By the summer of 2008, with his site moving into first place among dating sites in the U.S. and the U.K., Frind began to wonder about his next step. He rented a 3,700-square-foot suite in Vancouver's Harbour Center, announced he was going to hire 30 employees, and bought a BlackBerry. But the plans were not exactly concrete. By October, Frind's own office was still empty: no furniture, nothing on the walls. He still hadn't figured out how to get e-mail on his cell phone. He had hired three people, not 30.

Frind seems untroubled by this disconnect. He says he leased an office because he was tired of working at home. He assumes he will one day need more employees, but he hasn't figured out what he would do with them. And he is in no hurry. He hasn't even bothered to offer a French language site for the six million French speakers living in Quebec. "I'll get around to doing that eventually," he says.

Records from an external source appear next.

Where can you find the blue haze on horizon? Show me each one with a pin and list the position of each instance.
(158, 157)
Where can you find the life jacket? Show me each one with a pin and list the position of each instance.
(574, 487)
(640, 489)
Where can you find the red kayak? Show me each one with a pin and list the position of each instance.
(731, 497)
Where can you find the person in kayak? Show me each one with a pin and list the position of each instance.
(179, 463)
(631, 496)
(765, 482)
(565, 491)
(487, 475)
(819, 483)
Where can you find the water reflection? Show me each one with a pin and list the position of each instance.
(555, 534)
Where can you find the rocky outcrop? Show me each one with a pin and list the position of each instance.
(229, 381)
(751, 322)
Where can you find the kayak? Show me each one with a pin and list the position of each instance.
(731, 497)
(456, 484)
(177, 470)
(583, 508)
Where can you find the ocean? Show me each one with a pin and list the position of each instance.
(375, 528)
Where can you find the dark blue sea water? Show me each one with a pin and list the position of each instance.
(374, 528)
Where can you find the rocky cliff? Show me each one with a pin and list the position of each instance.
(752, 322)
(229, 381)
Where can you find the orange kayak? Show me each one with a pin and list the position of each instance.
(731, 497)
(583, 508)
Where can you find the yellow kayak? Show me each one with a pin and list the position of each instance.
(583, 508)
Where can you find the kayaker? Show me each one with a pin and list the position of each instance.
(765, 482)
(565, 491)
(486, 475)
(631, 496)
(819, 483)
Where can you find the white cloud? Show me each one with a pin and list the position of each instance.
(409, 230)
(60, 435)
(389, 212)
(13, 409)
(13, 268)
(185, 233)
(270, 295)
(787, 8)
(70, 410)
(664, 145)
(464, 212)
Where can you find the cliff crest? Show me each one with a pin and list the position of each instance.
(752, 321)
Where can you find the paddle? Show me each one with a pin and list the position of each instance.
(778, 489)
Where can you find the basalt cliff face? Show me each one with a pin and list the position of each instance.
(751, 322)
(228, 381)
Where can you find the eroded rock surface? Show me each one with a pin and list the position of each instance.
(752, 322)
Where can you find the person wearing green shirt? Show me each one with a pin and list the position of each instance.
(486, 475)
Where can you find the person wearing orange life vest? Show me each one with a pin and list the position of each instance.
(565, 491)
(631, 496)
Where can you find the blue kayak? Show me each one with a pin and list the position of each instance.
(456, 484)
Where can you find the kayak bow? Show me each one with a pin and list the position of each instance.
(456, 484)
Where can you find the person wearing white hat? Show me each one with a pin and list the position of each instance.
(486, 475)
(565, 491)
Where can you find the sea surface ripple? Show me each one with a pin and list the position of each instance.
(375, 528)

With all the free time on his hands, why doesn't Frind just start a second company? He says he thinks about that sometimes and has even toyed with creating a free job- listings site but finds the idea stultifying. "Sure, I could do it, but it'd be like watching grass grow compared to this," he says, gesturing at a traffic chart that shows Plenty of Fish's growth over the past few months. "It'd be like" -- he adopts a high-pitched, mocking tone -- " 'Whoop-de-doo, we got 100 visitors today.' Whereas with my site, every day there's another 1,000 or 10,000."

It's hard to know what to make of a guy who works an hour a day, who doesn't travel much, and who doesn't have any hobbies beyond war games somehow fretting about boredom. How is he not bored already?

But if Frind is guilty of a kind of sloth, there is also a wisdom to his passivity. Being ever careful takes serious self-discipline, and an aversion to doing harm can be more valuable than an overeagerness for self-improvement. If nothing else, it's impossible to argue with his success. Frind created his own game and wrote his own rules. As growing legions of lovesick people around the globe search for their perfect mates and advertisers fall over one another to write him ever larger checks, he just kicks back and smiles. And the money rolls in.

Max Chafkin is a senior writer for the magazine. He wrote the November cover story on Kevin Rose, founder of the social news site Digg.